Extension Exercise: If all four factors had correlation of exactly 1.0, what would the equal-weighted portfolio volatility equal? What about correlation of exactly 0? What does this tell you about the role of correlation in portfolio construction?


9 Connecting to CW2

This lab has demonstrated three ideas that run directly through the CW2 scaffolds.

The in-sample versus out-of-sample gap is the central evaluation discipline across all three scaffolds. Scaffold A (fraud detection) uses walk-forward temporal validation; Scaffold B (factor investing) uses walk-forward prediction; Scaffold C (volatility forecasting) uses Mincer-Zarnowitz evaluation. In every case, in-sample model fit is not informative about out-of-sample performance. When you complete the TODO sections and write your report, you should explain why walk-forward validation is used and what the out-of-sample results mean.

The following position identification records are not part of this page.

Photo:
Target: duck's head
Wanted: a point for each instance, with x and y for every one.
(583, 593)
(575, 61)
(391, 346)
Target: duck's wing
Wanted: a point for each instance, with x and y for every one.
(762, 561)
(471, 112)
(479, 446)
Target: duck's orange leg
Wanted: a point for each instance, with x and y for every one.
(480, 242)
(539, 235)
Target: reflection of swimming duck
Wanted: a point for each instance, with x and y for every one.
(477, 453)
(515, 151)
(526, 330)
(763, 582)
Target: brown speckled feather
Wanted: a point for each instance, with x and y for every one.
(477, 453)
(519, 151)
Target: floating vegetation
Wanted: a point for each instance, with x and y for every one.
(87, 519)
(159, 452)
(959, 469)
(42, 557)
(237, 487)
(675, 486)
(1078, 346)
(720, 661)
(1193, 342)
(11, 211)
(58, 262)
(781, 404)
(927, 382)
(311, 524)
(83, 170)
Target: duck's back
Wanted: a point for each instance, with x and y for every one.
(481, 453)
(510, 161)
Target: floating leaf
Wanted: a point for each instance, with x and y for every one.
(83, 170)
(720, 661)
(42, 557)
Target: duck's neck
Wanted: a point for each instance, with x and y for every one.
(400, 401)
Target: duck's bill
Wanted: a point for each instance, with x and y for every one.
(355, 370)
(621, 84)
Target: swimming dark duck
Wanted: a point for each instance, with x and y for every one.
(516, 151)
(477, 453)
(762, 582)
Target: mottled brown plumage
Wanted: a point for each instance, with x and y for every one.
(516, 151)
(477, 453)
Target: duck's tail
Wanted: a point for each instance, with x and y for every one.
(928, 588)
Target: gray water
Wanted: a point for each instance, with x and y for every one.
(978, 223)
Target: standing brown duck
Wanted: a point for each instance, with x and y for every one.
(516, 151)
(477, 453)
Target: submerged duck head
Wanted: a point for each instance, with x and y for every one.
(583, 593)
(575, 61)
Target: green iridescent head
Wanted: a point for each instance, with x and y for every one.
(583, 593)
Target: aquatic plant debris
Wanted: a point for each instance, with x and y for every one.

Complexity does not automatically improve prediction. The decision tree experiment showed that deeper trees fit training data better but not necessarily predict better. Scaffold B (tree-based factor investing) asks you to fit random forests and gradient boosting to the same JKP data. The bias-variance tradeoff will be visible in those results too. In-sample R² will likely be high; out-of-sample R² will be much lower.

Simple benchmarks are hard to beat. The equal-weighted multi-factor portfolio achieved a competitive Sharpe ratio without any statistical estimation. All three scaffolds include a simple benchmark comparison. Your report should discuss whether the more complex approach adds genuine value and under what conditions you would expect it to do so.


10 Summary

Concept What you demonstrated Lab section
Factor premia UK HML, MOM, RMW, CMA all positive on average Part 1
Diversification benefit Equal-weighting reduces volatility, raises Sharpe Part 2
In-sample vs out-of-sample gap OLS R² drops sharply from training to test data Part 3
Bias-variance tradeoff Deeper trees increase the gap Part 4
Walk-forward validation Realistic evaluation with no look-ahead bias Part 5
Correlation and diversification Low factor correlations explain the EW advantage Extension

The research question, when does complexity pay, does not have a universal answer. The answer depends on sample size, signal-to-noise ratio, and market liquidity. In the UK equity market, with roughly 38 years of monthly data and a smaller investable universe than the US, the simple benchmark is a formidable competitor. This is not a failure of machine learning; it is a correct application of the bias-variance principle.